Concern at high use of anti-terror powers in Derry/Strabane with 2,245 stop and searches in just two years
The PSNI are being urged to record the background of people stopped under anti-terror legislation as figures show it was used on over 2,000 occasions in just two years in Derry/Strabane.
Data show there were 2,245 instances of people being searched under the Terrorism Act 2000 and Justice & Security (NI) Act 2007 from October 2018 to November 2020.
The vast majority involved JSA Section 24 (2,052) which relates to searches for ‘munitions and transmitters’, followed by JSA Section 21 (169), a power allowing police to question a person about their movements and what they might know about ‘a recent explosion or another recent incident endangering life.’
Twenty-four searches also took place under TACT Sections 43 and 43A which allow police stop a person they suspect is a terrorist.
Figures from October 2019 to September 2020 confirm TACT and JSA powers continue to be used in Derry/Strabane more often than any other district.
Brian Gormally, director of the Committee on the Administration of Justice (CAJ) claimed: “These stop and search powers are draconian and infringe on the right to a private and family life (Article 8 European Convention on Human Rights).
“They must only be used when strictly necessary, justified by a real threat to people and proportionate to the harm to be prevented.”
Mr. Gormally said the PSNI should ‘immediately begin monitoring the community background of those stopped, as urged by many reports and the courts.’
Independent Derry & Strabane Councillor Gary Donnelly expressed concern over high levels of stop and search.
He said: “The vast majority of these searches would be inflicted on the nationalist/republican community.
“These statistics will come as no surprise to the working class people of Derry and Strabane,” he said.
Colr. Donnelly raised further concerns over house raids and the operation of MI5 in the city.

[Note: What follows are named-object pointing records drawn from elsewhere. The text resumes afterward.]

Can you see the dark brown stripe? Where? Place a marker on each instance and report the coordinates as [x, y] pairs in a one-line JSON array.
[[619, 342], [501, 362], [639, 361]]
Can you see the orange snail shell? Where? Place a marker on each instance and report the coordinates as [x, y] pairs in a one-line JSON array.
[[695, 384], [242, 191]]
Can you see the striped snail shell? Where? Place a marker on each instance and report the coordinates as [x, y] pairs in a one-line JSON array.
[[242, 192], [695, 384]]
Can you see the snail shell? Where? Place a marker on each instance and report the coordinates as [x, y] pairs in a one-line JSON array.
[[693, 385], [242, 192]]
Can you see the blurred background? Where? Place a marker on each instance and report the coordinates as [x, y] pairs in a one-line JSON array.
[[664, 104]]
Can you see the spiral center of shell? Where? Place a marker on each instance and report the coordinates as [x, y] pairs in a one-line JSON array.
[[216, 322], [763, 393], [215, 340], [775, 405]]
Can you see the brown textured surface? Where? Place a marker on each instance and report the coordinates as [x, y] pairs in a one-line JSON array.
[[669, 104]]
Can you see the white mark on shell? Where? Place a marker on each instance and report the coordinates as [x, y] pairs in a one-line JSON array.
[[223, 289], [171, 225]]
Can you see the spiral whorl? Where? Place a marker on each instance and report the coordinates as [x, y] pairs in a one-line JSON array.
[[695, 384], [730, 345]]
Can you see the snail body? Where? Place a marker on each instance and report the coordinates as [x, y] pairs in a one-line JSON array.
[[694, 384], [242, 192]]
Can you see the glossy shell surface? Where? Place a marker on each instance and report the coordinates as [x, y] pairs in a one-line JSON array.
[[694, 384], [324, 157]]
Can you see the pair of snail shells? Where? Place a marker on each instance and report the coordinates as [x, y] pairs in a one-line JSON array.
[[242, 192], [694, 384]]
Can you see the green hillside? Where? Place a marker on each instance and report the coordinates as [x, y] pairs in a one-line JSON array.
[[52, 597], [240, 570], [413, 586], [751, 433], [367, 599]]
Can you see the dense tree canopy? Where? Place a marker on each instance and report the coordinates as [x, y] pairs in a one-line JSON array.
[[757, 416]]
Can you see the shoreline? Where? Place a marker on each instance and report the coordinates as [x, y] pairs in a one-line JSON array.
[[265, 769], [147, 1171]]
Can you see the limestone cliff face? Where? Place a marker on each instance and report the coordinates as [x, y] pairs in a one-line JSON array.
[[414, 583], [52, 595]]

PSNI District Commander for Derry City and Strabane Chief Superintendent Darrin Jones said: “We use stop and search powers only when necessary to help protect communities throughout Northern Ireland. These powers are vital in helping us to prevent, detect and investigate crime.
“We recognise that the use of these powers is a sensitive issue for our communities. I can assure the public, we continually review our practices and training, and have processes in place to ensure that stop and search is used effectively and proportionately. We have a number of governance groups to ensure police powers, including stop and search, are being used fairly and effectively.
“Following a number of recommendations to the Police Service in terms of the community monitoring of stop and search activity, a working group has progressed significant research with a view to establishing options for implementation.
“These options, which are informed by a complex data protection impact assessment and have been prepared in consultation with the information Commissioner’s Office, are due to be discussed during March at the PSNI’s Policing Powers Development Group. The Policing Board and the Independent Reviewer of Justice and Security Powers have been regularly updated on progress.”